Spiking neural networks (SNNs) offer an energy-efficient alternative to conventional deep learning by mimicking the event-driven processing of the brain. Incorporating the Transformers with SNNs has shown promise for accuracy, yet it is incompetent to capture high-frequency patterns like moving edge and pixel-level brightness changes due to their reliance on global self-attention operations. Porting frequency representations in SNN is challenging yet crucial for event-driven vision. To address this issue, we propose the Spiking Wavelet Transformer (SWformer), an attention-free architecture that effectively learns comprehensive spatial-frequency features in a spike-driven manner by leveraging the sparse wavelet transform. The critical component is a Frequency-aware Spiking Token Mixer (FSTM) with three branches: 1) spiking wavelet learner for spatial-frequency domain learning, 2) convolution-based learner for spatial feature extraction, and 3) spiking pointwise convolution for cross-channel information aggregation. We also adopt negative spike dynamics to strengthen the frequency representation further.
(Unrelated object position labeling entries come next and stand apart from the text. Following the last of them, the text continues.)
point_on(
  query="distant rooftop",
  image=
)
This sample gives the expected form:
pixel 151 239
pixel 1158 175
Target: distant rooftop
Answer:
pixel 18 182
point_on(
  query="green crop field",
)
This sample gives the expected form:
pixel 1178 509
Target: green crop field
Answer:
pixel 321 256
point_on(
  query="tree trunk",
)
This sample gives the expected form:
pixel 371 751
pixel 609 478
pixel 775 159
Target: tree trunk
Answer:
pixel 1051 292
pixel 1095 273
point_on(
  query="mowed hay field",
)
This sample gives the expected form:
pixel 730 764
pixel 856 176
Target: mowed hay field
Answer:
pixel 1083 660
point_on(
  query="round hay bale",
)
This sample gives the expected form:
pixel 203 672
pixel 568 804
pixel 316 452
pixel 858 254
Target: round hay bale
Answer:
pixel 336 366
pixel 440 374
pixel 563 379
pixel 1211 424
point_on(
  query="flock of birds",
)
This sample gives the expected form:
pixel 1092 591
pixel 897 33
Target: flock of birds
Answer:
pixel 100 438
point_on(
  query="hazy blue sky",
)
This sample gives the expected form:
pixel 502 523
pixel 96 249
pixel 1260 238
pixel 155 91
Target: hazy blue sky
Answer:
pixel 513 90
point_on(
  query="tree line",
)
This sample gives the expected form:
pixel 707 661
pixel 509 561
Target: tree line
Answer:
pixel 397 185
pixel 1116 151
This enables the SWformer to outperform vanilla spiking Transformers in capturing high-frequency visual components, as evidenced by our empirical results. Experiments on both static and neuromorphic datasets demonstrate SWformer's effectiveness in capturing spatial-frequency patterns in a multiplication-free, event-driven fashion, outperforming state-of-the-art SNNs. SWformer achieves an over 50 reduction in energy consumption, a 21.1 reduction in parameter count, and a 2.40 performance improvement on the ImageNet dataset compared to vanilla Spiking Transformers.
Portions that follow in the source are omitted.